Investors last month pulled more money out of U.S. exchange-traded products backed by commodities than they have all year, as signs of supply gluts drove the biggest price slump since the financial crisis.
About $1.05 billion was removed from the ETFs in September, the biggest monthly withdrawal since December, data compiled by Bloomberg show. Outflows were led by redemptions from precious metals and energy. Money mangers have cut their combined bullish bets across 18 U.S. traded commodities for 13 straight weeks, the longest streak since the data begins in 2006, while open interest in raw materials fell last quarter by the most in two years.
The Bloomberg Commodity Index slumped 12 percent in the three months ended Sept. 30, the most since the last quarter of 2008. Prices fell amid expanding supplies, a surging dollar and weakening economic growth in China, the world’s largest consumer of grains, metals and energy. Eighteen of the 22 raw materials tracked by the measure dropped.

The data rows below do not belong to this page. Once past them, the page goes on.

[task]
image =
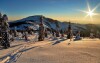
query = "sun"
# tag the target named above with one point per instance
(90, 12)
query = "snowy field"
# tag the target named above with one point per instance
(56, 51)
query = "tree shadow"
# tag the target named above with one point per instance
(57, 42)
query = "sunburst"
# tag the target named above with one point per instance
(90, 13)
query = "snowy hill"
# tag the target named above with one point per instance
(34, 22)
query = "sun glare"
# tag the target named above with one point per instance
(90, 12)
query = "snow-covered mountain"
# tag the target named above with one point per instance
(34, 21)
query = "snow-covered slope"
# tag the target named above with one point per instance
(48, 22)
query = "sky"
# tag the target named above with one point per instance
(62, 10)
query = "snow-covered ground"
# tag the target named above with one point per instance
(56, 51)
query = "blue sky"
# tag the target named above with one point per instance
(17, 9)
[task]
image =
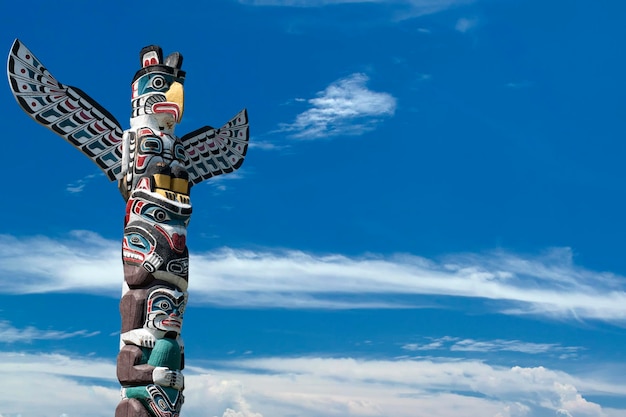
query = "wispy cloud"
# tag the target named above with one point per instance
(549, 284)
(465, 24)
(314, 386)
(404, 9)
(346, 107)
(497, 345)
(80, 184)
(220, 182)
(10, 334)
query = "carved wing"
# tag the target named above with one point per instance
(213, 152)
(67, 111)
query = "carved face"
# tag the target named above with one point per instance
(160, 403)
(154, 148)
(164, 309)
(155, 238)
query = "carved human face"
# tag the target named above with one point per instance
(164, 309)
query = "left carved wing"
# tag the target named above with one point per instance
(67, 111)
(213, 152)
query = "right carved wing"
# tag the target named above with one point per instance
(213, 152)
(65, 110)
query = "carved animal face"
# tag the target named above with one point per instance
(155, 238)
(164, 309)
(158, 92)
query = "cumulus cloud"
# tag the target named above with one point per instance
(346, 107)
(311, 387)
(11, 334)
(550, 284)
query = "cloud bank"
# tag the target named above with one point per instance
(312, 387)
(549, 284)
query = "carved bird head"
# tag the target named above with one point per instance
(158, 95)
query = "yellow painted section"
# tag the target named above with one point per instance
(176, 94)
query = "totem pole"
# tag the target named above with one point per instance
(155, 170)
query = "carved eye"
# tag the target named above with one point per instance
(151, 145)
(160, 215)
(136, 240)
(179, 152)
(158, 82)
(164, 305)
(162, 404)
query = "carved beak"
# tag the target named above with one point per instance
(176, 94)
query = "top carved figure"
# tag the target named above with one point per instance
(149, 147)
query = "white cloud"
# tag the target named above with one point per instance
(548, 284)
(80, 184)
(497, 345)
(405, 9)
(465, 24)
(10, 334)
(312, 387)
(346, 107)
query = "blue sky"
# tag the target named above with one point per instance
(429, 221)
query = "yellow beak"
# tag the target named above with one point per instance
(176, 94)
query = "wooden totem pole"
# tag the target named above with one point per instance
(155, 170)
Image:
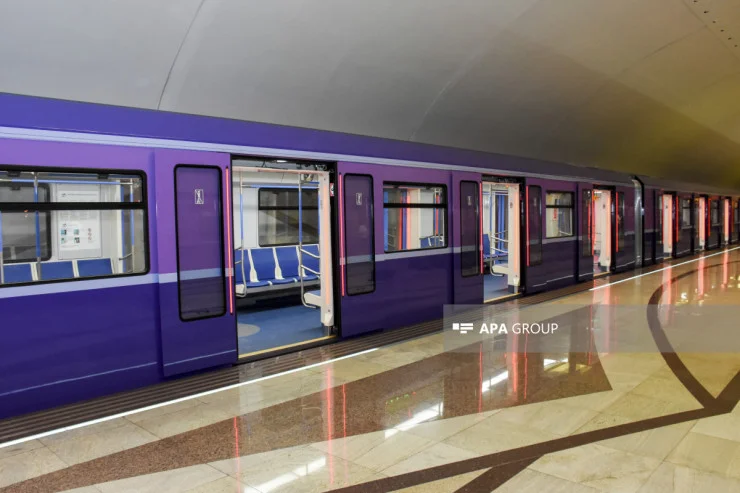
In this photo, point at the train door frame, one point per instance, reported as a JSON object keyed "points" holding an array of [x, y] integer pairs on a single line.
{"points": [[519, 288], [699, 217], [672, 227], [327, 176], [612, 226], [639, 211]]}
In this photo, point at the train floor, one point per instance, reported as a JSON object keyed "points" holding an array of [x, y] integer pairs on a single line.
{"points": [[495, 287], [272, 328], [635, 389]]}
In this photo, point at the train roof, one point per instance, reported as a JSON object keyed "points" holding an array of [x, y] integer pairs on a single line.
{"points": [[35, 117]]}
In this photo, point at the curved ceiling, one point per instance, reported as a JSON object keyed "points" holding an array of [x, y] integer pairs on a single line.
{"points": [[642, 86]]}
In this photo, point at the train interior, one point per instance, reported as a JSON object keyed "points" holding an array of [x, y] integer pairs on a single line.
{"points": [[700, 220], [282, 264], [667, 225], [602, 231], [501, 236]]}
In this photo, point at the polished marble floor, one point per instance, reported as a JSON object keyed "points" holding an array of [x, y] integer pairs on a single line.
{"points": [[636, 392]]}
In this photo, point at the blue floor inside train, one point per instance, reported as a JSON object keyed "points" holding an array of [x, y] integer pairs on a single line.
{"points": [[495, 286], [267, 329]]}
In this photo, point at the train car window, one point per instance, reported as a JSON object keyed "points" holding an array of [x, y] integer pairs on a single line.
{"points": [[586, 223], [534, 220], [279, 214], [685, 213], [19, 237], [359, 239], [715, 212], [469, 228], [414, 217], [559, 214], [56, 225], [620, 221]]}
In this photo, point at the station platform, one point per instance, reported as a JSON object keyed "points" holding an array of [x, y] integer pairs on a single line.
{"points": [[642, 398]]}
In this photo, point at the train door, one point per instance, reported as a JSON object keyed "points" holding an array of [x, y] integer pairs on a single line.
{"points": [[197, 310], [714, 220], [700, 223], [501, 238], [726, 220], [603, 231], [639, 219], [667, 225], [586, 233], [468, 260], [282, 250]]}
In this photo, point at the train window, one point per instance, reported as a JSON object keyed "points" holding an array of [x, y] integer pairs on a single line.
{"points": [[359, 240], [279, 213], [534, 224], [559, 214], [586, 223], [469, 228], [715, 212], [620, 221], [19, 237], [685, 213], [414, 217], [65, 226]]}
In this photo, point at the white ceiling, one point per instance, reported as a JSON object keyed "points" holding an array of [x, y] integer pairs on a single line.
{"points": [[644, 86]]}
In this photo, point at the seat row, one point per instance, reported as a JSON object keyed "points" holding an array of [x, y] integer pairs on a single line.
{"points": [[276, 266], [63, 269]]}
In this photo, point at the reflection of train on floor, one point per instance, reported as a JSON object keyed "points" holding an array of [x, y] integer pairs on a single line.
{"points": [[139, 245]]}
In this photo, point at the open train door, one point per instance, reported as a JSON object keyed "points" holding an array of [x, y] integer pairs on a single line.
{"points": [[586, 232]]}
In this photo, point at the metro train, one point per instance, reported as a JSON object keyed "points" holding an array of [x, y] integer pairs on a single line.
{"points": [[138, 246]]}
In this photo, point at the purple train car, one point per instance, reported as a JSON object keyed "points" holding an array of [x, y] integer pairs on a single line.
{"points": [[137, 246]]}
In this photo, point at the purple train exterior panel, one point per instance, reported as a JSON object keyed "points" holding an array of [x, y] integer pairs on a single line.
{"points": [[411, 286], [558, 265], [191, 341], [624, 257]]}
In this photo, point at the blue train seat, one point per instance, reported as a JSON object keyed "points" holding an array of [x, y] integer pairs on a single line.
{"points": [[95, 267], [247, 271], [17, 273], [57, 270], [311, 262], [263, 261]]}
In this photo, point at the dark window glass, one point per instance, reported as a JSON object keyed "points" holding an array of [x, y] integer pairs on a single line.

“Demand has been tepid, more so than people expected, particularly for the crude-oil market, which is awash in supply,” Aakash Doshi, an analyst who tracks investor flows at Citigroup Inc. in New York, said in a telephone interview. “On the grain side, we’re seeing very strong Northern Hemisphere supply. On metals, there are concerns about China.”
The Bloomberg Commodity Index fell 5.6 percent this year to 118.7271 today. The MSCI All-Country World Index of equities rose 0.9 percent. The Bloomberg Dollar Spot Index, which tracks the currency against 10 major peers, climbed 4.7 percent.
U.S. farmers are collecting the biggest corn and soybean crops ever, and global inventories of nickel tracked by the London Metal Exchange are at an all-time high. U.S. crude oil production is near the highest since 1986, compounding a surplus. China is poised for its slowest expansion in two decades.
Combined net-long positions across 18 U.S. traded commodities dropped 10 percent to 450,424 futures and options contracts in the week ended Sept. 23, the lowest since August 2013, according to the Commodity Futures Trading Commission. Money managers are bearish on copper, sugar, soybeans and wheat, and are holding the smallest net-bullish wager on gold since January.
Investors pulled $776.6 million from ETFs tracking precious metals last month. Assets in gold-backed ETPs fell for seven straight quarters and are at the lowest in five years.